An Intro to Client-Side Security
The following content is in draft form and may not yet be complete. If you wish to provide feedback or see something that needs correcting, please reach out and let me know.
What is this Monster You Speak of?
When was the last time you bought something online? If I were to make a wager, I’d say it was sometime in the last 24 hours. I myself have a problem and am constantly buying things from Target online (mostly because we have three young kids there is always something we forgot to pick up).
The thing is, most of us interact with different websites or web applications all day long without even consciously thinking about it. You sign into an account. Perhaps you sign up for a newsletter. Or maybe you forgot one last thing at Target and needed to place one more Instacart order. Regardless of the “why”, the fact remains that most people spend a significant portion of their time using web applications.
What you may not realize however, is the amount of data that you generate as you traverse different digital experiences each and every day. That web page you just loaded, generated hundreds of events within your browser…all without you even noticing. Remember that web application you just logged into (through a sign in form)? They generate events too. More interestingly though, they also collect data. Your data. Where it goes, and who has access to it, is often invisible to the human eye.
And now we’ve arrived at our problem. You see, there is this monster that lives within your browser. You don’t know that it’s there, but it sleeps quietly, waiting for the right moment to show its head. Whether it’s stealing cookies, skimming your data, or just tracking your activity, this monster is wreaking havoc without you even noticing.
I’m of course referring to the monster in the browser.
How Did We Get Here?
We are getting ahead of ourselves though; let’s go back to the beginning to a time before the monster in the browser even existed. Long ago at the dawn of the internet, web pages used to be very static in nature. When you requested a web page, what you saw is what you got. It wasn’t until the year 2000 that web pages started to become more dynamic in nature.

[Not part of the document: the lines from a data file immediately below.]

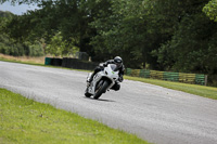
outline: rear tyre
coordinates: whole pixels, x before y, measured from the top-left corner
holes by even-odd
[[[90,96],[91,96],[91,94],[88,93],[88,88],[87,88],[86,91],[85,91],[85,96],[86,96],[86,97],[90,97]]]
[[[100,84],[101,82],[99,82],[99,84]],[[106,91],[106,89],[107,89],[107,87],[110,86],[110,83],[108,83],[108,81],[103,81],[103,83],[102,84],[100,84],[100,86],[98,86],[97,87],[97,89],[95,89],[95,94],[94,94],[94,99],[95,100],[98,100],[101,95],[102,95],[102,93],[104,93],[105,91]]]
[[[91,96],[91,94],[90,94],[90,93],[88,93],[88,92],[86,92],[86,93],[85,93],[85,96],[86,96],[86,97],[90,97],[90,96]]]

In the year 2005, JavaScript use exploded and started showing up on every web page across the web. Suddenly, websites and web applications alike became more dynamic overnight. It probably helped that JavaScript was shipped by default with two of the most popular browsers at the time; Netscape and Internet Explorer. Fast forward to today, JavaScript powers approximately 98% of all websites and web applications; a de facto language of the web if you will. Yeah, it’s that big.

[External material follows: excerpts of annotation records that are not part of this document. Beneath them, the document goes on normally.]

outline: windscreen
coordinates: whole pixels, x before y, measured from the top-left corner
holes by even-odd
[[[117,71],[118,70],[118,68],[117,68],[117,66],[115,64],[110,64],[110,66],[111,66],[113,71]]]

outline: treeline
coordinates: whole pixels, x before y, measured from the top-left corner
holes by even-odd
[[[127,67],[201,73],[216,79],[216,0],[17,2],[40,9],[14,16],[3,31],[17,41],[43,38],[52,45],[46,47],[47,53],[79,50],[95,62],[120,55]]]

As JavaScript’s popularity grew, naturally developers and organizations wanted to put their own touch on it by creating their own plugins and libraries. In fact, JavaScript became so popular that it gave rise to several front-end and back-end frameworks! These frameworks power some of the world’s largest web applications which is further testament to how pervasive JavaScript has become. Today there are currently 80+ major JavaScript frameworks and tens of thousands of JavaScript libraries.
Placeholder: The growth of JavaScript from a single language to massive ecosystem.
JavaScript’s immense popularity hasn’t been without its challenges though. Like all popular programming languages that also have massive ecosystems, several challenges have surfaced that plague both individual developers and organizations. These challenges include:
- Vendor lock in
- Upgrade hell
- Scalability limitations
- Performance challenges
None of these are unique to JavaScript, and you’ll run into most of them as your web application grows and accumulates technical debt, but one item that is notably absent from this list is security. Like any programming language there are bound to be vulnerabilities. But JavaScript has a unique twist because it can exist both on the back-end and the front-end. It’s the front-end, or what we will refer to as the “client-side” going forward, that should give organizations pause. But before we talk about security of the client-side…perhaps we should explore exactly how the client-side itself came to be.
The Birth of the Client-Side
When JavaScript was in its infancy the client-side wasn’t that big (because web pages were so static). It wasn’t until 2006 when libraries like jquery, one of the most popular and pervasive JavaScript libraries, came about that we were able to do fancy dynamic things within the client-side. As JavaScript has grown up over the years though, more business logic and functionality was shifted to the client-side as a way to improve web application performance and enhance the end user’s digital experience. But something else happened along the way too; complexity.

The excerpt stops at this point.